To say that Shōgun is a defining moment is not to say it’s a wholly representative one. Peak TV got its name from FX executive John Landgraf in 2015, describing an environment in which traditional networks and streamers were engaged in a bloated arms race that was producing far more content—and far more mediocre content—than a single human being could ever watch. A big part of this glut has consisted of poorly conceived and poorly manufactured epics. Premium cable networks and streamers have been trying—and largely failing—to make giant, expensive event series ever since Game of Thrones went nuclear. The problem is that such series are not only hard to pick (why did Outlander work, for instance, but not Foundation or The Wheel of Time?), they’re also incredibly hard to make. Amazon paid nearly a billion dollars to launch The Lord of the Rings: The Rings of Power (including a full quarter-billion for rights), a prequel to one of the most universally beloved film franchises of all time, and less than half of viewers could even bring themselves to finish watching the first season. Big-budget epics have been a constant object of desire for streaming and network executives for the better part of a decade, but their success has been rare and hard to predict. TV, for the past decade, has been in out-of-control copycat mode, and the returns have been diminishing.
Landgraf recently announced that, after a little over eight years, TV production is finally declining. Peak TV, then, has ended, spiritually and statistically. The number of scripted series is down 14 percent since 2022, and streamers have begun to focus on profits rather than subscriber numbers or average revenue per user. That has meant fewer shows in production, fewer bags of money thrown at possible high-risk game changers, fewer bites at the proverbial apple.
Shōgun began its development at the beginning of Peak TV and is finally premiering now at its end. It is the tortoise that has outlasted the hare. Almost by definition, the shows that explode our expectations, that define their times, are the shows that defy the conventions of their moment. Shōgun might not look like a radical break, but it is: Shōgun revels in the high production values, epic scope, and prestige pedigree so valued by the past decade of television, but it also doubles down on its own distinctiveness. This is not an attempt to make a “new” Game of Thrones or a “new” Mad Men or even a “new” Shōgun. It sets its own rules, it plays by them, and it expects its audience to comply.

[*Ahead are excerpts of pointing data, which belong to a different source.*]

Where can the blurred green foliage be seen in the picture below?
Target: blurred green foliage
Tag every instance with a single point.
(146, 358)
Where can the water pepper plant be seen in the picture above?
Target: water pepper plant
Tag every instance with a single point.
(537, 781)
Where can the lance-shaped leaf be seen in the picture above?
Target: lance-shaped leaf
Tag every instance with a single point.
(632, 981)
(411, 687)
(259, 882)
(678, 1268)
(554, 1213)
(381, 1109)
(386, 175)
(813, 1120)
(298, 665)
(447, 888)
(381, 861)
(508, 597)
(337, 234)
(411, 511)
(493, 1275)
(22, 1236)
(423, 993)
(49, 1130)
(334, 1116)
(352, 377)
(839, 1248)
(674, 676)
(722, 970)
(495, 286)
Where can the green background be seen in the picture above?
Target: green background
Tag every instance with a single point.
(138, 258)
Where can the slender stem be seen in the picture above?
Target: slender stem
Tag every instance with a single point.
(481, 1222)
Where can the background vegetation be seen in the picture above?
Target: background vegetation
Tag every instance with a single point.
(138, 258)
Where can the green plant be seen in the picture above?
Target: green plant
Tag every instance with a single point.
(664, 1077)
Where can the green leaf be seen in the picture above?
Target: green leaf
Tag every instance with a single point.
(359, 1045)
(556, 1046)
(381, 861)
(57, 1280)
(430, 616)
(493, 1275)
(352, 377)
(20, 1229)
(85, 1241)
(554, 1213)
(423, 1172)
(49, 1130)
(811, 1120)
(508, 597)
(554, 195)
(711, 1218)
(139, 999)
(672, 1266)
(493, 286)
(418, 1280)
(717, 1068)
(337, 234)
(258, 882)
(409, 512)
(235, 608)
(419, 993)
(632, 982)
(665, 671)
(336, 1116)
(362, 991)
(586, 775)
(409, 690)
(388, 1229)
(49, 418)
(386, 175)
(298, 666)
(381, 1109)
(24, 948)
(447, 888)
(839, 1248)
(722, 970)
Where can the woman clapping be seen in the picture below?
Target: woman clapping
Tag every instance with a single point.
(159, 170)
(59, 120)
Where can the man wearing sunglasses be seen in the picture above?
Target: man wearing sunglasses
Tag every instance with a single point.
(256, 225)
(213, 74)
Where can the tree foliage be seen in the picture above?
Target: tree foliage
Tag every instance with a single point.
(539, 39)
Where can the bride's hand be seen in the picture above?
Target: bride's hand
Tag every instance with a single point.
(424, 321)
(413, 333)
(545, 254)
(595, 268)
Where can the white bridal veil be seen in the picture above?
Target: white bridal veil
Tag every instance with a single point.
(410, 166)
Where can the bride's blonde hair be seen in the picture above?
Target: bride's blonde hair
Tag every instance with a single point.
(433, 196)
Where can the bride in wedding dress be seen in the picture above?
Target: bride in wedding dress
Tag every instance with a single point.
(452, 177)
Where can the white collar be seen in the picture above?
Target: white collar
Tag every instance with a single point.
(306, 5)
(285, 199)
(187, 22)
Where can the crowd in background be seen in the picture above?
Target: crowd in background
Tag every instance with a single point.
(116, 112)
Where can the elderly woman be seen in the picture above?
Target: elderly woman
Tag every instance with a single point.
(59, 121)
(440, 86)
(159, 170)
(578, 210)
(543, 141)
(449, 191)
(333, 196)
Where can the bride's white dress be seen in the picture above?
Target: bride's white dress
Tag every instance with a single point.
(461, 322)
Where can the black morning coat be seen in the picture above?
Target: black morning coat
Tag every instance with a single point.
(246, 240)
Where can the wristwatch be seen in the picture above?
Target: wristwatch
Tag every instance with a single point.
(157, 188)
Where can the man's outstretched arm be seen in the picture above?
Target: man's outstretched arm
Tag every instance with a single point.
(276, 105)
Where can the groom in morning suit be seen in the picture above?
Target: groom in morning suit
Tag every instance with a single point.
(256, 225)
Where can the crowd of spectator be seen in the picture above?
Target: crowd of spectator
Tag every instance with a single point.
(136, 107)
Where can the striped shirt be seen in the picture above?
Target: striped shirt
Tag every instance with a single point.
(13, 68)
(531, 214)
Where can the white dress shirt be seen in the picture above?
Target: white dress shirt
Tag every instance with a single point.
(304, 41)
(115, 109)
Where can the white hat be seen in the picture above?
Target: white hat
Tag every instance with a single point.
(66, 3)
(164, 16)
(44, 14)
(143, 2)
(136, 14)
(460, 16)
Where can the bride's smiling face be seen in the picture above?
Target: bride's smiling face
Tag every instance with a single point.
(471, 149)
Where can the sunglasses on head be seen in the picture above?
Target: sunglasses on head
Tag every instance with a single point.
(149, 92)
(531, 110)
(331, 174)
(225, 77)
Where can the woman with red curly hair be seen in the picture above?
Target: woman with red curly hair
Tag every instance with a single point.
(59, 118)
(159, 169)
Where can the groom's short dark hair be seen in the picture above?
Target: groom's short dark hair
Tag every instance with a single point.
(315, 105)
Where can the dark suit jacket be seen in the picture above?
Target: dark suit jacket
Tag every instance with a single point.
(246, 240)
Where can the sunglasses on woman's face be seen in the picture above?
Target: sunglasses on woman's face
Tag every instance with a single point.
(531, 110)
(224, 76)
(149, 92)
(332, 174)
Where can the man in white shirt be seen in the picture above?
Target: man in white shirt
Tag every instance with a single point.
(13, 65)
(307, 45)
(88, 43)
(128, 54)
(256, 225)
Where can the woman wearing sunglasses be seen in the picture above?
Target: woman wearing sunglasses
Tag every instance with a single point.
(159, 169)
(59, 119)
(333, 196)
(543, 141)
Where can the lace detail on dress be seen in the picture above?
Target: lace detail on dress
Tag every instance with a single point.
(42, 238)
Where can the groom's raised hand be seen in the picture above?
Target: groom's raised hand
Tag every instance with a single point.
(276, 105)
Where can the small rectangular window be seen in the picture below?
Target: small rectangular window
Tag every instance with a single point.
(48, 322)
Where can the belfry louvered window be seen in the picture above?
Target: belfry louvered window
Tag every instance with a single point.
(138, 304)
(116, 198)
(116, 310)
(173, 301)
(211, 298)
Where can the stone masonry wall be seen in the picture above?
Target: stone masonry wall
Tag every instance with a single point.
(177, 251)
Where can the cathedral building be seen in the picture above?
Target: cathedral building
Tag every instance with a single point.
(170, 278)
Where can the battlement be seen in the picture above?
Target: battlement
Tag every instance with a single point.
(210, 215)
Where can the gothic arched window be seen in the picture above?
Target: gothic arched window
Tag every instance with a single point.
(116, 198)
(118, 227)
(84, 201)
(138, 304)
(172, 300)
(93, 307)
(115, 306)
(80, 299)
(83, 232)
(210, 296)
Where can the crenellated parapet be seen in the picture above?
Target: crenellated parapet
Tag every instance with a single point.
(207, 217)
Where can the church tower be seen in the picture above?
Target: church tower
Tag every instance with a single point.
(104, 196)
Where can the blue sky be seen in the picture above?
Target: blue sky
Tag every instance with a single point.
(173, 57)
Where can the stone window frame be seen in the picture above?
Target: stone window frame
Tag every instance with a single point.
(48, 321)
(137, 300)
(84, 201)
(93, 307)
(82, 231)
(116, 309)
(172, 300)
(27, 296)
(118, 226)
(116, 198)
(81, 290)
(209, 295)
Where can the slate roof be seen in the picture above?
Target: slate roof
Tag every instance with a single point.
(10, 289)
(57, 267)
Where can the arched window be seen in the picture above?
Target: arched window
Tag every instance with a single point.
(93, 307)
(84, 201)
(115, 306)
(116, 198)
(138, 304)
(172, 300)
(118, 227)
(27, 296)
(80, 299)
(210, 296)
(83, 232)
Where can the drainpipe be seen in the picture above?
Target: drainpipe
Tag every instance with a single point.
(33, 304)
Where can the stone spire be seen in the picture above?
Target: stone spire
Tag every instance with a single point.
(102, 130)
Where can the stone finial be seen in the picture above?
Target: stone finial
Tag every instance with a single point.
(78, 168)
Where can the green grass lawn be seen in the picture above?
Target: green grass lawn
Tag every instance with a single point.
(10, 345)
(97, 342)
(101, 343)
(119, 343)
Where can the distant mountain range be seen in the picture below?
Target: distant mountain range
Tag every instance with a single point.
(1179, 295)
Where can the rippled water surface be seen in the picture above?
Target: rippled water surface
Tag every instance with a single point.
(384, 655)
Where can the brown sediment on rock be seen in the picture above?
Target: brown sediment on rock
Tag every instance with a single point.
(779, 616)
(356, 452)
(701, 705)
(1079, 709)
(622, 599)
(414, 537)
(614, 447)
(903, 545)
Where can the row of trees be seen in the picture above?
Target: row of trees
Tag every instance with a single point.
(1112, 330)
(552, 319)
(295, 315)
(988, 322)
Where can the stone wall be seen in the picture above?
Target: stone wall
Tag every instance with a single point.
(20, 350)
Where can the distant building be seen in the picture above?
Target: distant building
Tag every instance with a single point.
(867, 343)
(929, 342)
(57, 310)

We are no longer in television’s Gilded Age of excess; Shōgun heralds a new age, which may be defined by this show’s patience and skill or may be crowded with its wan imitators. Kondo, Marks, and even the prophet Landgraf himself have offered up a new vision. Will Shōgun change the landscape or merely serve as a fleeting glimpse of an alternate future? To this question, we may offer only another question, posed by Yabushige: Why tell a dead man the future?